FIG. 1 is a block diagram showing an inserter killer 1 to a tester having a probe pin contact failure determination function according to the present invention. FIG. 2 is a block diagram showing an inser kit tester having a probe pin contact failure determination function to which the present invention is applied. FIG. 3 is a flowchart showing a component and probe pin contact state determination processing program, and FIG. 4 is a flowchart showing a contact failure probe pin display processing subprogram. FIG. 5 is a layout diagram showing a state in which a mounting board to be tested is fixed on a fixture in an in-circuit tester by a press.
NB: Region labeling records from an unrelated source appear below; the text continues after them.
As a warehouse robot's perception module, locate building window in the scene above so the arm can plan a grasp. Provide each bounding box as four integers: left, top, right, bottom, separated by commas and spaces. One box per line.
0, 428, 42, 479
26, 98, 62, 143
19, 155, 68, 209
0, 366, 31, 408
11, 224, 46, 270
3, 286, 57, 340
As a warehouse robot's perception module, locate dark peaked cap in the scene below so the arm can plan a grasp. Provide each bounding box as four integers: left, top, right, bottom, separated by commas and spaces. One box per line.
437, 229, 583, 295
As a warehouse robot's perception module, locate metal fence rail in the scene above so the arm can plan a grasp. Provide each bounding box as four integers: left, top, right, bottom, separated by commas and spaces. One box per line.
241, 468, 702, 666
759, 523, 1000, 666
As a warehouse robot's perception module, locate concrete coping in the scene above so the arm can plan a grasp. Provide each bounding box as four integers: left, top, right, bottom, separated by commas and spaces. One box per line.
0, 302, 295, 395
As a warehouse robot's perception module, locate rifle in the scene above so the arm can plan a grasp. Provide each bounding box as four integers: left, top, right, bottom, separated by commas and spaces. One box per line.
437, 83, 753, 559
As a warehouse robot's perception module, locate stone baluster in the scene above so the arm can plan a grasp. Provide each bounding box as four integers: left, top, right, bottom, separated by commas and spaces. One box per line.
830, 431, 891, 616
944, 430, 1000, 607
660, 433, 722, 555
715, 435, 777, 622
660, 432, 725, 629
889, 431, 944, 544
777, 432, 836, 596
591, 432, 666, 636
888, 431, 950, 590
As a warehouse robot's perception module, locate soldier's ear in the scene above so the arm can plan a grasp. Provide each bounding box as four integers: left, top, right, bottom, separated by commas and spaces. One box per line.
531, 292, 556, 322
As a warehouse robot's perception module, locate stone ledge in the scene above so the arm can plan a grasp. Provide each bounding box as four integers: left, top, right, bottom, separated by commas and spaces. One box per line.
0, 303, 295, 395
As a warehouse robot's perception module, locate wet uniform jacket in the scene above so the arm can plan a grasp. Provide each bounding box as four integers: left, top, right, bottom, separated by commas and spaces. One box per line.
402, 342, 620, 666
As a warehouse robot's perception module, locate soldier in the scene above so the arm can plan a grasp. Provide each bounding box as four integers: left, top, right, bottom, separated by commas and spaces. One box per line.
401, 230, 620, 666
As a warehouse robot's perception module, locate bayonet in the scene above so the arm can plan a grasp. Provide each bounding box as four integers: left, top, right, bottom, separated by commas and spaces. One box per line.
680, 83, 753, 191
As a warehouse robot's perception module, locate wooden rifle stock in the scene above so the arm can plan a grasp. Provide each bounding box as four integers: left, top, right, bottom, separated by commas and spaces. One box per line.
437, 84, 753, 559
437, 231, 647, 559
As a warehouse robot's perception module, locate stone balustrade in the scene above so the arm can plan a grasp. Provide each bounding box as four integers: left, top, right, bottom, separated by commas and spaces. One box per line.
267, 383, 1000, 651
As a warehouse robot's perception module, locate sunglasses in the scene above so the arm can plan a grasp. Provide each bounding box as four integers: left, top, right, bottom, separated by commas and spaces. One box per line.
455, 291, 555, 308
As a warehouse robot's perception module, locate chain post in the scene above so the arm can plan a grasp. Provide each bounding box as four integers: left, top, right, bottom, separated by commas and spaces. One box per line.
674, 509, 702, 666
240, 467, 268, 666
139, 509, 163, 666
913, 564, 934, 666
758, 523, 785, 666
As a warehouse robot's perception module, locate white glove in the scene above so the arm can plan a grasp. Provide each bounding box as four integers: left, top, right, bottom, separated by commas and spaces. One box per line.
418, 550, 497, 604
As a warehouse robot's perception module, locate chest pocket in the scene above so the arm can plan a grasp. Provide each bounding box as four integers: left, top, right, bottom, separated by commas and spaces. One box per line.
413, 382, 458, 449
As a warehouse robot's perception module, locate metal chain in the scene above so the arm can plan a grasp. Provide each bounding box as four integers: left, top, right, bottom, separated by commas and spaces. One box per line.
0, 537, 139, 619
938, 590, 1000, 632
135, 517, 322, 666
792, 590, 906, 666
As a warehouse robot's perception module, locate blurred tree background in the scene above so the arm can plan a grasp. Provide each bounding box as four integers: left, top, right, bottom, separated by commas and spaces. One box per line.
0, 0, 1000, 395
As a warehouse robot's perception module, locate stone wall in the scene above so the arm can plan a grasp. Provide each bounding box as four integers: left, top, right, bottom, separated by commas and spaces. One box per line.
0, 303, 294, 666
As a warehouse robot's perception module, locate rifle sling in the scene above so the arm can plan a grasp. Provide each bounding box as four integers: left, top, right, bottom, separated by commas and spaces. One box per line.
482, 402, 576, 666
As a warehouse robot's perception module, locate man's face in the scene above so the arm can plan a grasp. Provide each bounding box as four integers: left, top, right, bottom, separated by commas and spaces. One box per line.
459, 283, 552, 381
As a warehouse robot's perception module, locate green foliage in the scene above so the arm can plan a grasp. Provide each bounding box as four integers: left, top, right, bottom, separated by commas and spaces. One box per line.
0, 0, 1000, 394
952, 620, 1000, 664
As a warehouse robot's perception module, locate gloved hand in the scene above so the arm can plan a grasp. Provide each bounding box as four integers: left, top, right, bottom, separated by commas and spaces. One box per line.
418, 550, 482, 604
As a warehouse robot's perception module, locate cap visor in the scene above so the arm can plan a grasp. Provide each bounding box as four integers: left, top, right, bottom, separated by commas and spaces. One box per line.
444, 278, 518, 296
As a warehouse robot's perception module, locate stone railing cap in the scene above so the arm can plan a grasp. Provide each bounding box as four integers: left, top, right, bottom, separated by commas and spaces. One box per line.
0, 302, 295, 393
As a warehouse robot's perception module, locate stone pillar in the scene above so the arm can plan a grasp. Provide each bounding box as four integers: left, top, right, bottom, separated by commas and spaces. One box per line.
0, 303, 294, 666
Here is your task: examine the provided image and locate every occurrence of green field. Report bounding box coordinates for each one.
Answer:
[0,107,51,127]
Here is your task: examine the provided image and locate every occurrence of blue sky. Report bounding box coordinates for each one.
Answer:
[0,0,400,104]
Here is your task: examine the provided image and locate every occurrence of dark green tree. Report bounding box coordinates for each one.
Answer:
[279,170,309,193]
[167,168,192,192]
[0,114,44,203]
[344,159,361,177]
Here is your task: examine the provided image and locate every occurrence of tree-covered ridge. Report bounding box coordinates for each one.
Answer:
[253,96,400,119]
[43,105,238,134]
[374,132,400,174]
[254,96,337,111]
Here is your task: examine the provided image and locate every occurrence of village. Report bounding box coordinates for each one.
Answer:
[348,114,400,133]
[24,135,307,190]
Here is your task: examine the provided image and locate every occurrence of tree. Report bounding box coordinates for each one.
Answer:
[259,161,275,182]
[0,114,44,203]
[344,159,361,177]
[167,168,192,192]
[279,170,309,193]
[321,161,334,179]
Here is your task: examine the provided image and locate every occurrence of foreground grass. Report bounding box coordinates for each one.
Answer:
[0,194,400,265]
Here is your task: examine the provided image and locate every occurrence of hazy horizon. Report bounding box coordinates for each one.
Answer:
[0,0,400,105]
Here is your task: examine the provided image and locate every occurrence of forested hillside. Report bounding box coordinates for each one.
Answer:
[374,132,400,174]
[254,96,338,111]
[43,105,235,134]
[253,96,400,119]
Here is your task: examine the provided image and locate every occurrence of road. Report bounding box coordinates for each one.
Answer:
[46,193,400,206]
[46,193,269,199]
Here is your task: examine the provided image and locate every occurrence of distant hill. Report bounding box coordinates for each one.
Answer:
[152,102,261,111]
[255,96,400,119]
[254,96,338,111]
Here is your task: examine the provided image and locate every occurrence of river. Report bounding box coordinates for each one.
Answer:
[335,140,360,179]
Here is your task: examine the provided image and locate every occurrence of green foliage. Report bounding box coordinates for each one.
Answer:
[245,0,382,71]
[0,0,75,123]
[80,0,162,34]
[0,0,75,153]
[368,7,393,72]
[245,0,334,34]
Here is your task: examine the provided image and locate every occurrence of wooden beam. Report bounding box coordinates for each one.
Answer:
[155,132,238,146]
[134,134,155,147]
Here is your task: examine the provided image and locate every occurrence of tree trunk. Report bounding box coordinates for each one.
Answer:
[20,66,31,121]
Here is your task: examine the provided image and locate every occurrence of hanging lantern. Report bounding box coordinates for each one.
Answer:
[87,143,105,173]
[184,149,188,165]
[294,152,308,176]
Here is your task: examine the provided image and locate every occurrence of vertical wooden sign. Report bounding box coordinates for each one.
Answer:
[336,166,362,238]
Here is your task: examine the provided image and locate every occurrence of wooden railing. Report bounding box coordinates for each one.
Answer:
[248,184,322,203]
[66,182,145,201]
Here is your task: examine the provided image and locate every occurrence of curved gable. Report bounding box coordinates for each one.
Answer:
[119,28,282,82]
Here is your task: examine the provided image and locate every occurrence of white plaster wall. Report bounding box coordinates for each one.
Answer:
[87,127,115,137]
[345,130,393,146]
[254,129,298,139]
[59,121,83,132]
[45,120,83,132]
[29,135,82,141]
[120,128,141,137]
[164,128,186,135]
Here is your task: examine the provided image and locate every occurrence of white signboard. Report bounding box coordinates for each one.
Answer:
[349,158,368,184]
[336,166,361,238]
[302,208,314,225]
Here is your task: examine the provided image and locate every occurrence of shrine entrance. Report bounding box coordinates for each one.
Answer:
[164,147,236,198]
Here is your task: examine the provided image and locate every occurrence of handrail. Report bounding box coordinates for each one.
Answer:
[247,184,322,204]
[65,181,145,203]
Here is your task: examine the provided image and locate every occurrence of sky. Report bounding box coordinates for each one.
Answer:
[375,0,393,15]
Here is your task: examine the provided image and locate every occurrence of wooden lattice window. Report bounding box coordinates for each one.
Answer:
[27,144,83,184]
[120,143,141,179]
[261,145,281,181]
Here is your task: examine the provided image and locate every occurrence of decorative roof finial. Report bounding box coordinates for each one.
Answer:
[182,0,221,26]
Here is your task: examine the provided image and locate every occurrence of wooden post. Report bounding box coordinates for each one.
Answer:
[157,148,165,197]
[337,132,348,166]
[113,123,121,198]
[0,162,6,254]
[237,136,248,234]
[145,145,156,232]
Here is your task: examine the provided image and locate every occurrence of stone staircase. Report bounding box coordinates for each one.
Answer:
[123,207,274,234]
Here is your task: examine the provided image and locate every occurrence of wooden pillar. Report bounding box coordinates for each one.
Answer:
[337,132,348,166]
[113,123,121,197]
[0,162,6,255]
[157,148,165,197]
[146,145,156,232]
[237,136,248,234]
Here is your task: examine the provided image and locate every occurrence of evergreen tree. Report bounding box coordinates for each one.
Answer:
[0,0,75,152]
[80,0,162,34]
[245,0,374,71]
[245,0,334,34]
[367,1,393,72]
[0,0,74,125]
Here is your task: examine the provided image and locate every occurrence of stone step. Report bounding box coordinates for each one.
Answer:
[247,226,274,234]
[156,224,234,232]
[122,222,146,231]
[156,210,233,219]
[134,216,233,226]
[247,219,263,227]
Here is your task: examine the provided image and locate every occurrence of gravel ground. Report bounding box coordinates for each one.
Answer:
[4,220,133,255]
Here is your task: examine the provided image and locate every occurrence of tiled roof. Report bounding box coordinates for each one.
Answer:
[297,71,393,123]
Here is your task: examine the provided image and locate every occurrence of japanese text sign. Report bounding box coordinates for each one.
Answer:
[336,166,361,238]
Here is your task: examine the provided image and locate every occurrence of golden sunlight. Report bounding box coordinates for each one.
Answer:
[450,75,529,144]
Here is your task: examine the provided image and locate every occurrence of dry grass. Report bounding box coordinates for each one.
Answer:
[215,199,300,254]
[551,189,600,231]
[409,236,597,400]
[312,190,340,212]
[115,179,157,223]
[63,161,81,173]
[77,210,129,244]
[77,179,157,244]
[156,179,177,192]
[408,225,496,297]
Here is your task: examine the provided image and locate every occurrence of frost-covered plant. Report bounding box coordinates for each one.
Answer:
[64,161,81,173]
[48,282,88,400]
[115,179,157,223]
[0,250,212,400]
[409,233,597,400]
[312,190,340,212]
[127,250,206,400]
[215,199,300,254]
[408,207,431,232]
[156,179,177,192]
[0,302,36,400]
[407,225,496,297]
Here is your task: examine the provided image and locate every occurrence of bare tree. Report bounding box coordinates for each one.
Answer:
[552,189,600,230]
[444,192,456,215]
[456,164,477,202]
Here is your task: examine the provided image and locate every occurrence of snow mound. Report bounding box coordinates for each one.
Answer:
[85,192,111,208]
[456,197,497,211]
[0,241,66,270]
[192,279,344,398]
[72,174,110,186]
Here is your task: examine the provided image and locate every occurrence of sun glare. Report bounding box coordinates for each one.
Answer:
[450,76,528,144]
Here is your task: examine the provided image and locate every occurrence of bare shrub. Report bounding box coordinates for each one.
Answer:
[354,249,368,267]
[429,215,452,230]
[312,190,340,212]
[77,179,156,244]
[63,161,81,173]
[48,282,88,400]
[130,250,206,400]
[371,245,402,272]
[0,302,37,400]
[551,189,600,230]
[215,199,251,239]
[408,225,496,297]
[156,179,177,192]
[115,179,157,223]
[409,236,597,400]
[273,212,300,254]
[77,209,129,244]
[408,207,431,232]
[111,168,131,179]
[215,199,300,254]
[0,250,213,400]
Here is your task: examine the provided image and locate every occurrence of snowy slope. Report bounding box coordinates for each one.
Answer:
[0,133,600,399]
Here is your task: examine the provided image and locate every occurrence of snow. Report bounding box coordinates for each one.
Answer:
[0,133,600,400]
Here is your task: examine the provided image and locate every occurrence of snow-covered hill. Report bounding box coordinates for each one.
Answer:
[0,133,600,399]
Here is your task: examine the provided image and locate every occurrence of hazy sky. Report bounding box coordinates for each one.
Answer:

FIG. 6 is a bottom view showing an example of a single-sided printed circuit board before parts are mounted. 34... Probe pin 40... Device equipped with CPU 42... Display device 44... Recording device 56.
... In-circuit tester 58 ... Means for inspecting components using designated pins 60 ... Means for counting the number of defective parts 62
...Poor contact pin determination means

Claims (1)

[Claims] Fix the board to be tested on the fixture, and touch each probe pin attached to the fixture to each measurement land to which each component mounted on the board connects.
The in-circuit tester measures the electrical characteristics of each component and inspects the quality of each component.Specify the probe pin used to measure the component determined to be defective through those inspections, and then use the specified probe pin. A component inspection means using designated pins that measures the electrical characteristics of other components that are commonly used for measurement and inspects the quality of the component; and a defective component number counting means that counts the number of defective components that share the designated probe pin. 1. An in-circuit tester having a probe pin contact failure determination function, comprising contact failure pin determination means for determining that a designated probe pin has a contact failure when the count number of defective parts reaches a predetermined value.